With longer-dated tenors along the Nymex gas futures curve sitting around the $2.40 mark through 2025, producers still face the lowest five-year strip in the shale era, according to Mobius. Although the risk factors of weather, Covid-19 and U.S. crude market recovery stand as “wild cards” impacting the balance of the year and 2021 strip, the firm said that natural gas consumers would be wise to consider the prospect of being able to take out winter exposure at less than full-cycle breakevens for most producing basins. Alternatively, collaring exposure with a floor price near $2.00 and ceiling at less than $3.50 could be another attractive solution.
“However, the yin and yang of producer/consumer sentiment has both camps in a conundrum,” Mobius said. “Does the producer accelerate volumetric growth into the peak part of the natural gas curve (2021)? And does the consumer finally get rewarded for looking out to deeper discounts in long-dated tenors?
Another unknown looming over the natural gas market is whether U.S. exports could shut in during the coming months because of the unprecedented slaughtering of demand related to the Covid-19 pandemic. Although China reportedly has granted tax waivers for U.S. liquefied natural gas (LNG) imports and several tankers carrying domestic supplies reportedly were heading for Tianjin, it remained unclear whether the cargoes ultimately would land there as deliveries were not expected until late April or early May.
Markets from coast to coast mounted hefty gains at the front of the forward curve during the April 2-7 period, largely driven by the tighter supply/demand picture. Stronger cash prices because of strong power burns also provided some uplift to forward prices across the country.
Markets out West also strengthened, although increases were a little less pronounced amid more widespread use of renewable energy to meet demand.
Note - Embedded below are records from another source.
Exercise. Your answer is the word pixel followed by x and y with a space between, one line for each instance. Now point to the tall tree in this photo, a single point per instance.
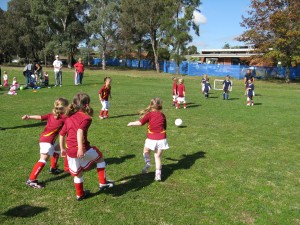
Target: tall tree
pixel 274 25
pixel 103 24
pixel 63 20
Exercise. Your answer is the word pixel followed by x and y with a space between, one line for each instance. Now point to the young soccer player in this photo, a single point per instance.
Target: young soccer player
pixel 156 134
pixel 80 154
pixel 206 88
pixel 203 81
pixel 250 91
pixel 174 90
pixel 181 93
pixel 48 147
pixel 104 93
pixel 226 87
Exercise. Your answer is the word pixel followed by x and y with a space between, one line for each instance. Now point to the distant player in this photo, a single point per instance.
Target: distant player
pixel 203 81
pixel 206 88
pixel 226 87
pixel 181 93
pixel 156 134
pixel 80 154
pixel 104 93
pixel 250 93
pixel 174 90
pixel 48 147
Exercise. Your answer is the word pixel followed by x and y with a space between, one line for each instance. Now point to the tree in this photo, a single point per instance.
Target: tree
pixel 103 24
pixel 63 21
pixel 274 24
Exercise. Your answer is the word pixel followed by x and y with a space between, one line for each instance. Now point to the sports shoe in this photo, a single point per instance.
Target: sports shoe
pixel 85 195
pixel 157 177
pixel 108 184
pixel 33 184
pixel 55 171
pixel 146 167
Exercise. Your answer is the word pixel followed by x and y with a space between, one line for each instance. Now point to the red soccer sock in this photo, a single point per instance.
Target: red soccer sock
pixel 101 113
pixel 101 175
pixel 36 170
pixel 79 189
pixel 66 164
pixel 54 160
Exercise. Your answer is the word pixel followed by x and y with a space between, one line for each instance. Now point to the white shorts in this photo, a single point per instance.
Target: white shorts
pixel 47 148
pixel 181 99
pixel 156 144
pixel 77 165
pixel 105 105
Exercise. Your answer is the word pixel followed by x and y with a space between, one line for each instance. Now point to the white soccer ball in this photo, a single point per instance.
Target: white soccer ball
pixel 178 122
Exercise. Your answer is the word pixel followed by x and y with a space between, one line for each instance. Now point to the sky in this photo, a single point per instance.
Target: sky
pixel 220 22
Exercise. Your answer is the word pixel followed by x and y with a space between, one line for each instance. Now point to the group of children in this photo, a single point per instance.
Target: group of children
pixel 178 89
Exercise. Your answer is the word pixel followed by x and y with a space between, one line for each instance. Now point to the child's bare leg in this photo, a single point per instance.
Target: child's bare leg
pixel 157 156
pixel 146 155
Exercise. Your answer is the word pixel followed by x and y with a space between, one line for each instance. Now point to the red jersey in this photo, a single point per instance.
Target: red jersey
pixel 52 128
pixel 104 92
pixel 181 90
pixel 79 67
pixel 157 125
pixel 78 120
pixel 174 89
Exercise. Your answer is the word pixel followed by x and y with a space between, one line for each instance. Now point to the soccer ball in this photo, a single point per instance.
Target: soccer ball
pixel 178 122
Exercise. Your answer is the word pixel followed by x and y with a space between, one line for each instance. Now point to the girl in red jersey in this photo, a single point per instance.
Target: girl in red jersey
pixel 156 134
pixel 174 91
pixel 181 93
pixel 55 121
pixel 81 156
pixel 104 93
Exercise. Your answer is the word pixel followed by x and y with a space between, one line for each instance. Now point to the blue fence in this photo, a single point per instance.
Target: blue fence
pixel 198 69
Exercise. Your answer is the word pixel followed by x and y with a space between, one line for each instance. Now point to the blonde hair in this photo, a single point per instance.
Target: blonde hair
pixel 81 101
pixel 155 105
pixel 60 105
pixel 180 80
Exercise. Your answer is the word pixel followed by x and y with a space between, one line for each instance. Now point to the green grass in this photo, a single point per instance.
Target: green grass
pixel 229 164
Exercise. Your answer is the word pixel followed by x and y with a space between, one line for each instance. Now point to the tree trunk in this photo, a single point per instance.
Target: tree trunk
pixel 154 48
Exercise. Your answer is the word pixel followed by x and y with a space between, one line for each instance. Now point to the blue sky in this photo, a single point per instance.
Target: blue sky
pixel 222 25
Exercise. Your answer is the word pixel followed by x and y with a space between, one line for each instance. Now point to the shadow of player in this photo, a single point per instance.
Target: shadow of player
pixel 140 181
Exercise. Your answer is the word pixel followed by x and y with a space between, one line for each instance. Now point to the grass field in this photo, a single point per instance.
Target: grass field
pixel 228 164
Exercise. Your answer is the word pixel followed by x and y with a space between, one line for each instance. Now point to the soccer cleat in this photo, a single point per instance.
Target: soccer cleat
pixel 108 184
pixel 33 184
pixel 146 167
pixel 55 171
pixel 85 195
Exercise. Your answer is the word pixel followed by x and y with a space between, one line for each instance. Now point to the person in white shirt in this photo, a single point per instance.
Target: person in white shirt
pixel 57 64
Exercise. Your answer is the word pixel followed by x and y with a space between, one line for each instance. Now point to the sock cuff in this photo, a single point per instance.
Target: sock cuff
pixel 101 165
pixel 78 180
pixel 43 161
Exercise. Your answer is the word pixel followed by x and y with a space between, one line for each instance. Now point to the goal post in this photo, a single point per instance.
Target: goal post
pixel 218 85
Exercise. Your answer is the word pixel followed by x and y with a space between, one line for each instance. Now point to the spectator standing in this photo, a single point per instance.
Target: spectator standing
pixel 79 70
pixel 57 64
pixel 27 72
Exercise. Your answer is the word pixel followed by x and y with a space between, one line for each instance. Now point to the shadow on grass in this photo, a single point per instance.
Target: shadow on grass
pixel 140 181
pixel 25 126
pixel 119 116
pixel 24 211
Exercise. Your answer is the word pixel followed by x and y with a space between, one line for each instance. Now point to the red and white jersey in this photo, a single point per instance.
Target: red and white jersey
pixel 181 90
pixel 104 92
pixel 157 125
pixel 174 88
pixel 52 127
pixel 78 120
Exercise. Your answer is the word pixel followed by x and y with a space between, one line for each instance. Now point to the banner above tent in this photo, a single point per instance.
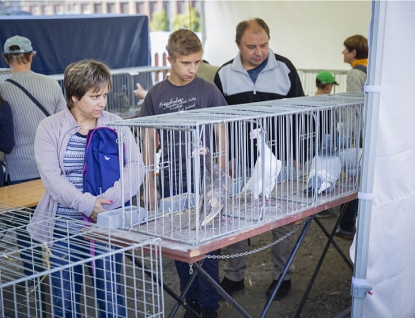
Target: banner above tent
pixel 118 40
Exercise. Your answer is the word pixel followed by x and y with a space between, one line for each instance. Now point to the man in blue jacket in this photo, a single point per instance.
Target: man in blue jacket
pixel 257 74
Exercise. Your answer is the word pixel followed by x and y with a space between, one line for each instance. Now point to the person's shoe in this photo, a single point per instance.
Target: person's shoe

SoCal Citygate May rose 20 cents from April 2-7 to reach 1.814, while the balance of summer picked up 5 cents to hit $2.51. Nex winter also climbed 5 cents to reach $3.76, while prices for next summer were down 4 cents to $2.90, according to Forward Look.
Meanwhile, an El Paso Natural Gas force majeure set to begin April 14 could affect 559 MMcf/d of westbound flow to Arizona and potentially hamper delivered volumes to Southern California Gas, according to Genscape. Pipeline anomalies discovered downstream of its Cimarron compressor station during routine maintenance require a segment of Line 2000 to be isolated, cutting flows through the Tom Mix compressor station in southeast Arizona to zero, from a prior 30-day average of 559 MMcf/d.
Elsewhere throughout the Lower 48, forward curves in the Midcontinent and downstream of the producing region brushed off some pipeline maintenance occurring over the next couple of weeks. Natural Gas Pipeline Co. of America (NGPL) declared a force majeure that was set to last through April 18 that was affecting flows through Station 105 in Cloud County, KS, and constraining 450 MMcf/d of the entire Amarillo mainline available capacity.
This event falls in between other large-impact tool runs that NGPL began performing on April 1 and are scheduled to last through mid-month, according to Genscape analyst Matthew McDowell. However, “similar events that cut Amarillo mainline capacity have shown that NGPL’s Gulf Coast mainline can compensate for increased market area demand, and Chicago Citygate basis volatility has been muted during recent demand events and supply constrictions due to a diverse supply side.”
Chicago Citygate May prices were up 31 cents from April 2-7, while the balance of summer rose 24 cents to $1.84. Winter climbed 9 cents to $2.72, and next summer moved up 3 cents to $2.23, Forward Look data showed.